On June 1, 2021, the Company completed a legal entity reorganization whereby the Company became wholly-owned by the Parent, a Florida limited liability company. In this reorganization, the former members of the Company contributed and assigned all of their membership interests in the Company in exchange for membership interests of the Parent. There were no changes to the existing management or business operations of the Company as a result of this reorganization. As of December 31, 2021, the Company is wholly-owned by the Parent.

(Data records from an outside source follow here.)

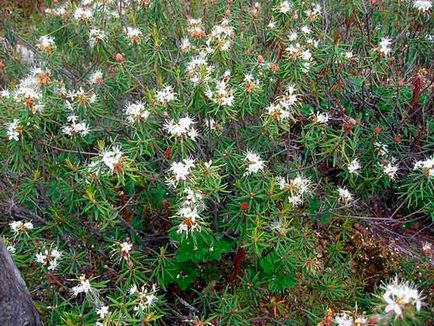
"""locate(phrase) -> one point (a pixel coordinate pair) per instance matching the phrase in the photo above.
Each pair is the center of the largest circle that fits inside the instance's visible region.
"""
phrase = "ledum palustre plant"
(220, 162)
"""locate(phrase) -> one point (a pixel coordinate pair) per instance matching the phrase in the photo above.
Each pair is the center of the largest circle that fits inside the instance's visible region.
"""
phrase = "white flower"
(182, 128)
(102, 312)
(314, 12)
(185, 45)
(383, 150)
(344, 195)
(132, 290)
(83, 287)
(12, 130)
(354, 167)
(20, 227)
(40, 258)
(343, 319)
(427, 166)
(96, 36)
(190, 220)
(126, 248)
(134, 34)
(96, 78)
(271, 24)
(426, 246)
(321, 117)
(422, 5)
(5, 93)
(150, 299)
(11, 249)
(400, 295)
(136, 112)
(305, 29)
(295, 200)
(293, 36)
(254, 163)
(284, 7)
(46, 44)
(389, 169)
(112, 157)
(384, 47)
(49, 257)
(165, 95)
(349, 55)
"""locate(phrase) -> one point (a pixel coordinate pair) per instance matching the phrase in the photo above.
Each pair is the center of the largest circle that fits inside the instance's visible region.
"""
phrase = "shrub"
(220, 162)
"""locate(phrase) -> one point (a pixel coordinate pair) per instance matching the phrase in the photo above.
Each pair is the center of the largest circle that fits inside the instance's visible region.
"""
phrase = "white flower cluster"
(354, 166)
(166, 95)
(96, 78)
(102, 312)
(389, 169)
(399, 296)
(111, 159)
(344, 319)
(46, 44)
(50, 257)
(28, 91)
(284, 7)
(198, 70)
(134, 34)
(18, 227)
(384, 46)
(13, 130)
(83, 286)
(345, 196)
(321, 118)
(125, 248)
(422, 5)
(195, 28)
(427, 166)
(96, 36)
(182, 129)
(83, 14)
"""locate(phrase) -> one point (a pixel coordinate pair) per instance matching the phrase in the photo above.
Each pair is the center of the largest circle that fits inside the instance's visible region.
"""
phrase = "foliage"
(219, 162)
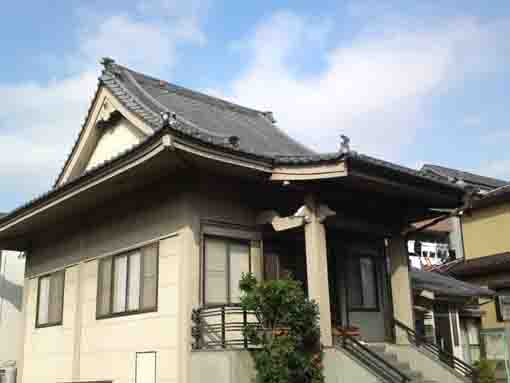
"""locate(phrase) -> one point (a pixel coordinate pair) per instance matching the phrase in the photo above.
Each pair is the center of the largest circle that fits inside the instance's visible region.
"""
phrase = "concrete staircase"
(392, 358)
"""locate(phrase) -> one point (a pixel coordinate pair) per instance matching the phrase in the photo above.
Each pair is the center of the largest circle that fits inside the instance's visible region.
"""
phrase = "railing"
(444, 356)
(222, 327)
(377, 364)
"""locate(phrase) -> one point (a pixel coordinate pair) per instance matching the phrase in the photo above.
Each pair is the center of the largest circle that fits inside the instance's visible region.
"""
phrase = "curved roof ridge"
(196, 94)
(164, 108)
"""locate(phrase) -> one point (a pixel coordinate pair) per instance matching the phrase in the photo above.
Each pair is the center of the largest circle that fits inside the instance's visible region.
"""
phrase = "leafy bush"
(289, 336)
(485, 371)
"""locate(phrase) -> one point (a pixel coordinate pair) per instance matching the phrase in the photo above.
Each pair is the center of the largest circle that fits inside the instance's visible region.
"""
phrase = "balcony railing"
(442, 355)
(222, 327)
(373, 361)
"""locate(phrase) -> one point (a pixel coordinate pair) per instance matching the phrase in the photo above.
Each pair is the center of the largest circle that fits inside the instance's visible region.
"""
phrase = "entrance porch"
(359, 282)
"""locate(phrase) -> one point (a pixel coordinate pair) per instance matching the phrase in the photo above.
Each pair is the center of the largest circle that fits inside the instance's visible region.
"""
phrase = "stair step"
(377, 347)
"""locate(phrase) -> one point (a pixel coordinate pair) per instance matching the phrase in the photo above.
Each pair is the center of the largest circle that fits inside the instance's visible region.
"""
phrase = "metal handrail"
(213, 327)
(444, 356)
(373, 361)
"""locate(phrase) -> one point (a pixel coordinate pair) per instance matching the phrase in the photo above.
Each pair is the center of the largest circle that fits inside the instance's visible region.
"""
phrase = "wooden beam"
(309, 172)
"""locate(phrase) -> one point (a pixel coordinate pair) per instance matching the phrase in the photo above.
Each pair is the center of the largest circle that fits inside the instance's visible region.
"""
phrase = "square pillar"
(317, 267)
(401, 288)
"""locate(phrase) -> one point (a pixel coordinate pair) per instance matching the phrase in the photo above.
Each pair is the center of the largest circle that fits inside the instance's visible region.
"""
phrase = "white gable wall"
(113, 141)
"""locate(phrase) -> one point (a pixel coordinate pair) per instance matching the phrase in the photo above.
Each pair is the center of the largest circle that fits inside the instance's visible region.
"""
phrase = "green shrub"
(485, 371)
(289, 338)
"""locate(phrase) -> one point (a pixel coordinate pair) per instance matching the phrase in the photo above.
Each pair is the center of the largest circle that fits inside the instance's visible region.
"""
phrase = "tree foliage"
(288, 339)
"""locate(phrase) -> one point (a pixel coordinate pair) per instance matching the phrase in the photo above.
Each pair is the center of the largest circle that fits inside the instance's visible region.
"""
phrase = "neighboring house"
(443, 242)
(168, 196)
(431, 246)
(12, 268)
(487, 262)
(447, 312)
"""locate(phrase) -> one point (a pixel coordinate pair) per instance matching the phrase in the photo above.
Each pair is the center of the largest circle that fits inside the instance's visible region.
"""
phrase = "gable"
(113, 140)
(97, 127)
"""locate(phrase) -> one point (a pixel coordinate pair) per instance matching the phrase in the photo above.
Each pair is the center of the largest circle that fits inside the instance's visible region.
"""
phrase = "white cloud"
(499, 168)
(372, 89)
(39, 121)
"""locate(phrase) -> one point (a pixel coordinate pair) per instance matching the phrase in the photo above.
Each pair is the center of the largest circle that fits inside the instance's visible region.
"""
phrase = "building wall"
(12, 269)
(113, 141)
(87, 349)
(485, 231)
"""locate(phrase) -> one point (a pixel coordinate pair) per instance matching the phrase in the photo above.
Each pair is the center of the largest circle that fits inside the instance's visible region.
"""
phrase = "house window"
(50, 299)
(363, 284)
(128, 283)
(503, 307)
(225, 261)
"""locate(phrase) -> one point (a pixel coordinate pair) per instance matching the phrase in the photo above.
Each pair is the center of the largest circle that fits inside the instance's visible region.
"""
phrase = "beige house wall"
(87, 349)
(114, 140)
(486, 231)
(12, 269)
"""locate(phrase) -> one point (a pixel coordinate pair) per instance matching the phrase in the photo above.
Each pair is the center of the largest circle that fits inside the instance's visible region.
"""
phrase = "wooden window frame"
(61, 321)
(355, 258)
(229, 241)
(110, 313)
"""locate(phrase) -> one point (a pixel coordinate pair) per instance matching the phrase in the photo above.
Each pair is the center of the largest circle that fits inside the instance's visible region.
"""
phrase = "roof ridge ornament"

For the year ended December 31, 2022, the Company accepted $415,000 of member contributions and released $765,725 of member distributions.

8

#### **Note 8 - Commitments and Contingencies:**

In January 2019, the Company adopted ASC 842, Leases. Please see Note 2 for more details on Leases.

The Company leases office space and technology under operating leases that expire at various times through 2028. Future minimum lease payments for operating leases that have initial or remaining non-cancelable lease terms in excess of one year as of December 31, 2022 are as follows:

| Twelve months ended: |  |
| --- | --- |
| December 31, 2023 | $907,697 |
| December 31, 2024 | 728,768 |
| December 31, 2025 | 87,726 |
| December 31, 2026 | 90,358 |
| December 31, 2027 | 93,069 |
| Thereafter | 31,327 |
|  | $1,938,945 |

Expenses under operating leases are $98,677 for occupancy and $773,337 for technology for the year ended December 31, 2022.

In the ordinary course of business, various claims and lawsuits may be brought by and against the Company. In the opinion of management, there is no pending or threatened proceeding in which an adverse decision could result in a material adverse change in the Company's financial condition or results of operations.

#### **Note 9 - Net Capital Requirements:**

The Company is subject to the Securities and Exchange Commission Uniform Net Capital Rule (SEC Rule 15c3-1), which requires the maintenance of minimum net capital and requires that the ratio of aggregate indebtedness to net capital, both as defined, shall not exceed 15 to 1 or a minimum net capital of $100,000. At December 31, 2022, the Company had net capital of $8,022,534, which was $7,752,454 in excess of its required net capital of $270,080. The Company's aggregate indebtedness to net capital ratio was .5050 to 1.

#### **Note 10 - Subsequent Events:**

The Company has evaluated all events and transactions through February 22, 2023, the date these financial statements were issued. On February 6, 2023, the Parent took a capital distribution of $977,474 from the Company, in the ordinary course of business.

There were no further material recognizable or non-recognizable subsequent events.

9

### UNITED STATES SECURITIES AND EXCHANGE COMMISSION
**Washington, D.C. 20549**

## FORM X-17A-5

### ANNUAL AUDITED REPORT

### Filer Information

**Filer CIK:** 0001536448

**Filer CCC:** XXXXXXXX

**Is this a LIVE or TEST filing?:** LIVE

**Would you like a Return Copy?:** Yes

### Submission Information

**Report Period Begin Date:** 01-01-2022

**Report Period End Date:** 12-31-2022

**Type of Registrant:** Broker-dealer

**Any material weaknesses identified?:** No

### Registrant Identification

**Name of Broker-Dealer:** BENCHMARK SECURITIES, LLC

**Business Address:** 250 S. PARK AVENUE, SUITE 380, WINTER PARK, FL, 32789

**Contact Person:** Daniel Yarbrough

**Contact Phone:** 4079602711

### Independent Public Accountant Identification

**Accountant Name:** Scharf Pera & Co., PLLC

**Accountant Address:** 4600 Park Road, Suite 112, Charlotte, NC, 28209

**Accountant Type:** Certified Public Accountant

### OATH OR AFFIRMATION

I, **Daniel S. Yarbrough**, swear (or affirm) that, to the best of my knowledge and belief, the accompanying financial statements and supporting schedules pertaining to the firm of **BENCHMARK SECURITIES, LLC**, as of **12-31-2022**, are true and correct.